2- “Pequenos e Grandes Gestos de Despedida” com Georgiana Góes
Com uma temática mais leve, porém, não menos sofrida, “Pequenos e Grandes Gestos de Despedida”, deriva de montagem entre ficção e realidade. A atriz Georgiana Góes que protagoniza o monólogo, escreveu a peça a partir de experiências próprias e referências externas que se assemelhavam a sua trajetória amorosa. Musicalmente marcada por ritmos e batidas brasileiras, a personagem faz um circuito por várias nuances de um relacionamento que se desfalece ao longo dos tempos. Em um cenário marcado por cores vibrantes e marcantes, a figura vestida como uma noiva – de lábios escarlate – transita por boas memórias e outras nada agradáveis para encontrar o significado do amor e localizar, especificamente, onde foi que esta flor personificada perdeu sua cor.
3- “O Homem que Queria ser Livro” com Darson Ribeiro
A terceira e última indicação, retoma o início do isolamento social. A peça “O homem que Queria ser Livro” mostra um personagem vivenciando uma crise existencial, em um momento de solidão. Darson Ribeiro, personagem principal da peça, segue em suas reflexões para se transformar em livro – livre. A peça traz a narrativa de algumas obras de personagens fictícios como Dom Quixote – que escreve sua história, vive de maneira lúdica e traça sua própria narrativa. Com cenário bagunçado, quase como se alguém estivesse devorando livros com a sede de encontrar respostas, Darson cria um espaço intimista com o espectador e o faz refletir sobre questões do existencialismo humano.

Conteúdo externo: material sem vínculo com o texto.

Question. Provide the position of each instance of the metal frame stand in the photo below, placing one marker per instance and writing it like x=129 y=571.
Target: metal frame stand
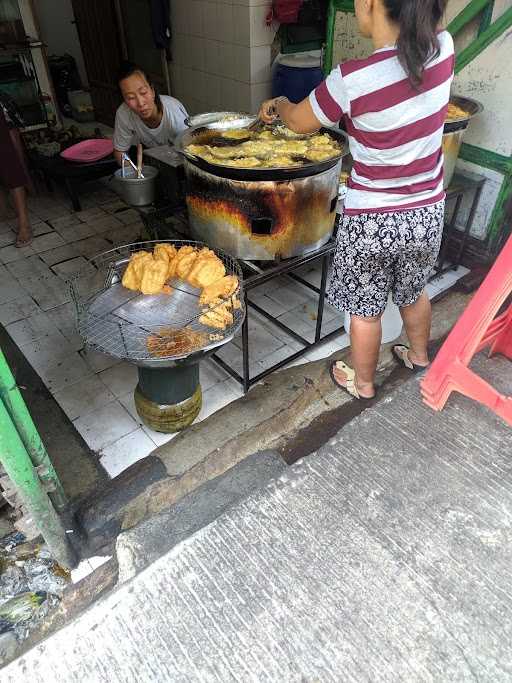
x=459 y=188
x=259 y=276
x=28 y=466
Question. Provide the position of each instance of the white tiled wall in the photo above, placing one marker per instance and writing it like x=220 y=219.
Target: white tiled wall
x=221 y=54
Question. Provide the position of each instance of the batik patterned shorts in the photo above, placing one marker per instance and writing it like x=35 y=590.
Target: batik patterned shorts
x=379 y=253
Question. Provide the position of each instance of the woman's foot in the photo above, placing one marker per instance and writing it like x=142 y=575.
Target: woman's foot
x=413 y=361
x=24 y=237
x=344 y=379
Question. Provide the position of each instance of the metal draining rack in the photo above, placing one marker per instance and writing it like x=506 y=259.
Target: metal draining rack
x=119 y=322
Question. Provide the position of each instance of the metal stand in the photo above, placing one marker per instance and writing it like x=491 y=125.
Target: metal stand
x=260 y=276
x=461 y=186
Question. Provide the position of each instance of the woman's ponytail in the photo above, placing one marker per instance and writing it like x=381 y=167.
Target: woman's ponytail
x=418 y=42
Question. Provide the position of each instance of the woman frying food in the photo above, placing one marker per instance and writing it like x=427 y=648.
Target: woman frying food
x=145 y=116
x=393 y=105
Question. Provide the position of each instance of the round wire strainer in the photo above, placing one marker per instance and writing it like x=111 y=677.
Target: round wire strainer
x=154 y=329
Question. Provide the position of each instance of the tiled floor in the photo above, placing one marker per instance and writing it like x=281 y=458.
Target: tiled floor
x=94 y=390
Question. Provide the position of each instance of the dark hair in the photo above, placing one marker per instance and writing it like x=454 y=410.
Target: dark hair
x=418 y=42
x=128 y=69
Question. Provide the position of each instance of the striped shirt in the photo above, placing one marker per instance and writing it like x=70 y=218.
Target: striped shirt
x=395 y=131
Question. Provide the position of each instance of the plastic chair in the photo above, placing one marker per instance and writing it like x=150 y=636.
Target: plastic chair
x=477 y=329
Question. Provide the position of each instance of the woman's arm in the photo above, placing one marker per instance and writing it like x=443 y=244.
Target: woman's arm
x=118 y=155
x=298 y=117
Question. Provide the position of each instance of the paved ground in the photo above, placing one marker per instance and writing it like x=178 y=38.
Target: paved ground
x=384 y=556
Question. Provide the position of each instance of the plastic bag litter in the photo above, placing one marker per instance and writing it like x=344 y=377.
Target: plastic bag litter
x=31 y=583
x=19 y=609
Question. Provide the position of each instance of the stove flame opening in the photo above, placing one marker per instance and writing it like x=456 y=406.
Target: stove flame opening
x=262 y=226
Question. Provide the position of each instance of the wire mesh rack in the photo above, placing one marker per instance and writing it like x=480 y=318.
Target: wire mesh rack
x=153 y=329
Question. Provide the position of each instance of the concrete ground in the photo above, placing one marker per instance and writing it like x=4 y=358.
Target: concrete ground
x=281 y=413
x=383 y=556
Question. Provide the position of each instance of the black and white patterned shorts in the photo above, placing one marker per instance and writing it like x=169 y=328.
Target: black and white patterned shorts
x=378 y=253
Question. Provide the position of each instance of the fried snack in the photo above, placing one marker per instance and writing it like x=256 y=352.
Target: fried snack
x=197 y=150
x=226 y=152
x=154 y=276
x=206 y=270
x=321 y=154
x=175 y=342
x=320 y=140
x=222 y=289
x=244 y=162
x=184 y=261
x=132 y=276
x=219 y=317
x=291 y=146
x=167 y=253
x=455 y=112
x=269 y=149
x=286 y=132
x=164 y=251
x=256 y=148
x=265 y=135
x=277 y=160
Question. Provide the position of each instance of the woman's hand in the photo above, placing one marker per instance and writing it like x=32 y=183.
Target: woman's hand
x=268 y=111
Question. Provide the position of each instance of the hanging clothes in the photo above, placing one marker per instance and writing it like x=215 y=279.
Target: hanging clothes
x=161 y=23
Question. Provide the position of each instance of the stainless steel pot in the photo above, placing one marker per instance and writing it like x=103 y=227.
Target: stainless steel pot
x=260 y=213
x=454 y=133
x=136 y=191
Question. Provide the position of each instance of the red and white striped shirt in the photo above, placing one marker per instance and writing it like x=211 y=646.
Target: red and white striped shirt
x=395 y=131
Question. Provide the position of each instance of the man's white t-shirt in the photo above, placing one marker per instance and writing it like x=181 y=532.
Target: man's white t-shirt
x=130 y=129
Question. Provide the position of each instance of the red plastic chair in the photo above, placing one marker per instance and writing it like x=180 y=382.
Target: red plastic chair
x=477 y=329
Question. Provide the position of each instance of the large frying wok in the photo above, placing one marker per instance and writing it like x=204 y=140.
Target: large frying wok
x=204 y=136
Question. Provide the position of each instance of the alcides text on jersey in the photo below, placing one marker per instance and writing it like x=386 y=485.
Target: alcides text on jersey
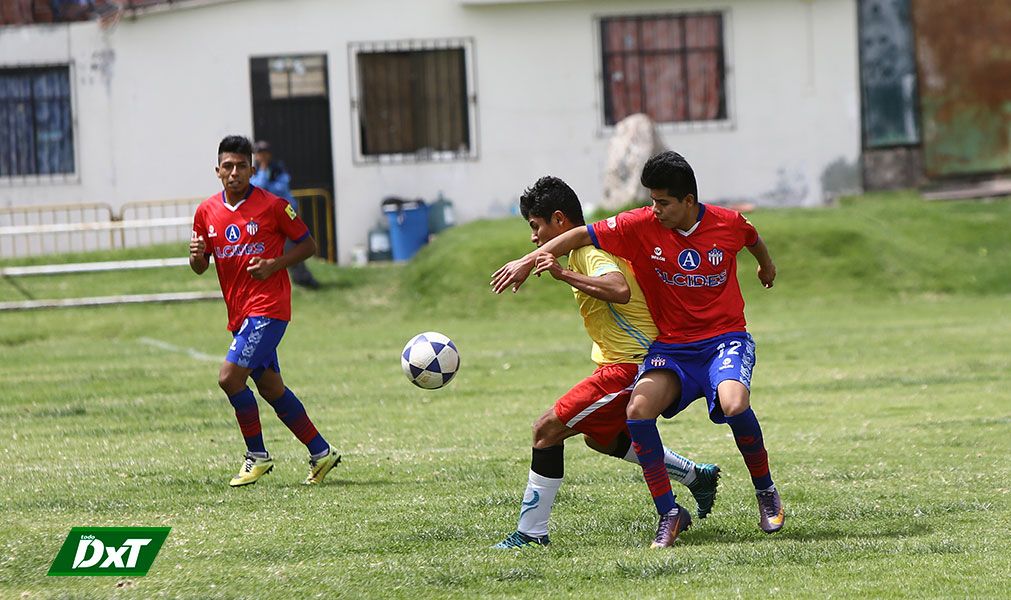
x=688 y=280
x=239 y=250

Mesmo querendo imensamente a volta do presencial, precisamos entender que, por ora, este meio é o que temos. E não custa nada deixar-se experienciar. Destaco que não é necessário buscar uma pessoa há 3.500 km de distância para compartilhar esses momentos, às vezes ela está um pouquinho mais próximo.
Além de conferir os monólogos já gravados, você pode acompanhar a programação do Sesc pela página do Youtube e desfrutar de um espetáculo ao vivo – nem que seja apenas para ouvir novamente “Silêncio o espetáculo está começando” – mas desta vez, estarás em teu sofá ou talvez em tua cama.
Aproveita a voia e confere também a programação do sesc da tua região!